Danny O'Connor learned this firsthand. He was not promoted because his department decided, in the name of affirmative action, to arbitrarily place a black candidate into every third spot on the list. Seven of the original 75 top candidates were black, but 26 blacks were promoted, at least 19 of whom had a lower ranking than O'Connor.
And as for Randy Perch, the U.S. Department of Transportation very vigilantly enforces a law that requires a certain portion of federal contracting dollars be "set aside" (the government's language) for minority- and women-owned firms. So the job for which Perch submitted the low bid went to a firm that submitted a higher bid but was owned by a member of a government-prefered group.5
But perhaps the most outrageous example of preferential treatment based solely on race is the case of Sharon Taxman, formerly a typing teacher at Piscataway High School in New Jersey. Facing a decline in enrollment in "business education" classes, the school board decided to lay off one teacher. It came down to two teachers, Taxman and Debra Williams, both of whom had been hired at the same time and whose performance records were similar. Taxman was laid off.
Why her and not Williams? Bad luck? Perhaps, if you can ascribe the result of a specific policy to chance: Taxman is white and Williams is black, and the school board figured that, in the interest of affirmative action, it would be more socially responsible to retain the black teacher and let go of the white.
This decision captures the essence of what affirmative action is all about. In dismissing an employee solely on the basis of race, the board followed, to the letter, the contemporary denial of individual rights and equality in favor of the idea of group rights. Goodbye, color-blindedness.
But perhaps that is too hasty. To be sure, the status of colorblindedness in the contemporary justice system is degraded indeed, but recent court decisions, some of them centering on the very cases described in this paper, show rays of hope. Also, more and more people are beginning to understand how patenly unfair quotas and prefences are to individuals and how harmful they are to the rule of law.
This is in no small part due to the prevalence of cases just like those outlined above, and to the increasing public scrutiny such cases are getting.
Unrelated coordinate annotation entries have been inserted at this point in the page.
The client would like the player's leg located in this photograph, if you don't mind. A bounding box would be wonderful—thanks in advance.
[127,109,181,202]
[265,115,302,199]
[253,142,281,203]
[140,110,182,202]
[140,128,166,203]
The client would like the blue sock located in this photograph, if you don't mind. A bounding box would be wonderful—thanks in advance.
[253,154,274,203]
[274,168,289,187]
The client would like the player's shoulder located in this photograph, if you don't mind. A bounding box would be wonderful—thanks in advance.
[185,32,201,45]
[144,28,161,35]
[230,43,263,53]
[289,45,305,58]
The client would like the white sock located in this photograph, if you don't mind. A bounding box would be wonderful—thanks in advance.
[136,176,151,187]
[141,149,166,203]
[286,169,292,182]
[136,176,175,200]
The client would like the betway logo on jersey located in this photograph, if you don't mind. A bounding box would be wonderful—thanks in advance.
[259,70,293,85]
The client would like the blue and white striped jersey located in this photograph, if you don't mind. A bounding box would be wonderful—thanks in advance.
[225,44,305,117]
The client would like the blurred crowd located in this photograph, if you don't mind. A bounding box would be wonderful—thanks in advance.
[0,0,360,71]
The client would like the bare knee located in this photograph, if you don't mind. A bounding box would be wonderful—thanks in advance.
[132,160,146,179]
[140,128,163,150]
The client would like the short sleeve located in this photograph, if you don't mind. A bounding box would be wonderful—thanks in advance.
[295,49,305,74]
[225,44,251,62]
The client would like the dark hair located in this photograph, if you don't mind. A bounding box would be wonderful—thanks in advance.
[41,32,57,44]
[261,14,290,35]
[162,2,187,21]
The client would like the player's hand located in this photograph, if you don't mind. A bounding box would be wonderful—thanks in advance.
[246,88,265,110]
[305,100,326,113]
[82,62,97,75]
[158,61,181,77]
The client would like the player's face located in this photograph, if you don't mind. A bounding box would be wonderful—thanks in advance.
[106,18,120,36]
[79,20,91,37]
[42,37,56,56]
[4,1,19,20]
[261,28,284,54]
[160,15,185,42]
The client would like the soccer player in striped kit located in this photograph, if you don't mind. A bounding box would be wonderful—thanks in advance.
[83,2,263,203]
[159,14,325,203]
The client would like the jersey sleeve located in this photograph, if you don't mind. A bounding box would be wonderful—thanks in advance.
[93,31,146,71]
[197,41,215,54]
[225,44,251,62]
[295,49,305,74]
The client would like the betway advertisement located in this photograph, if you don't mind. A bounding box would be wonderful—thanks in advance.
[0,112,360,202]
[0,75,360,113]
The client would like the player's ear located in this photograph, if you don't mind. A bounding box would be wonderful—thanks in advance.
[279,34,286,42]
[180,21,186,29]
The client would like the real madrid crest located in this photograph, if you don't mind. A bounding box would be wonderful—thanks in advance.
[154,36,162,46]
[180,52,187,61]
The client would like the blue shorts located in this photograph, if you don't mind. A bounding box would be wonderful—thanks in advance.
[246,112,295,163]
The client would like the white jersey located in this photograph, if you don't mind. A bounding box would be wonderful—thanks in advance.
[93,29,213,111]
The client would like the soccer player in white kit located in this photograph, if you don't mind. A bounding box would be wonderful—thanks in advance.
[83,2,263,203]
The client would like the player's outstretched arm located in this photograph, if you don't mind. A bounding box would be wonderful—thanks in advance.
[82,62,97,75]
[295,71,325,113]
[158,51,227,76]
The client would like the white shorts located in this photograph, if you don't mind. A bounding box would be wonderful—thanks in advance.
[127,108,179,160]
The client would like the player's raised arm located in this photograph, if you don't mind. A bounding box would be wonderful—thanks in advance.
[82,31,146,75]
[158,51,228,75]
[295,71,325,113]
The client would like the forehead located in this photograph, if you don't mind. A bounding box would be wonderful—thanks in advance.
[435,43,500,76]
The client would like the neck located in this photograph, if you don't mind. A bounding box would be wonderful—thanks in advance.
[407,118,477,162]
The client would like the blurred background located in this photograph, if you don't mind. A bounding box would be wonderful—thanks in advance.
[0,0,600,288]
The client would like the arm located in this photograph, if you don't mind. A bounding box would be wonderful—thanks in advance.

We should hope that they continue to be exposed, lest our nation never return to the one understanding of rights that not only promises but also can actually deliver, liberty and justice for all.
And there is reason to think that we will. It has been said that Americans have "a passion for fairness," and that precisely this passion made the victories of the Civil Rights Movement possible. This is certainly true. But now that passion is being twisted and abused. The government treats its citizens unequally, and in the name of fairness, no less. It should not be able to do this. The fact that it does shows that it no longer respects its own first principles and founding premises.
And if governement does not, there is nothing to stop it from treating people in any respect it wishes, and a people so treated, or even in principle subject to such treatment, are not free.
The fate of free government depends on Americans' "passion for fairness" reasserting itself in the name of equality properly understood, which means bringing about an end to quotas and preferences and all the related double-talk.
1 From Illiberal Education, by Dinesh D'Souza, pp. 24-5.
2 See "Still Choosing by Color' by Michael Lynch, Claremont Institute GSC Briefing #1996-52, pp. 13-14.
3 From Ending Affirmative Action, by Terry Eastland, pp. 3-4.
4 Ibid., p. 4-5; also, Washington Times, February 27, 1995, p. 1.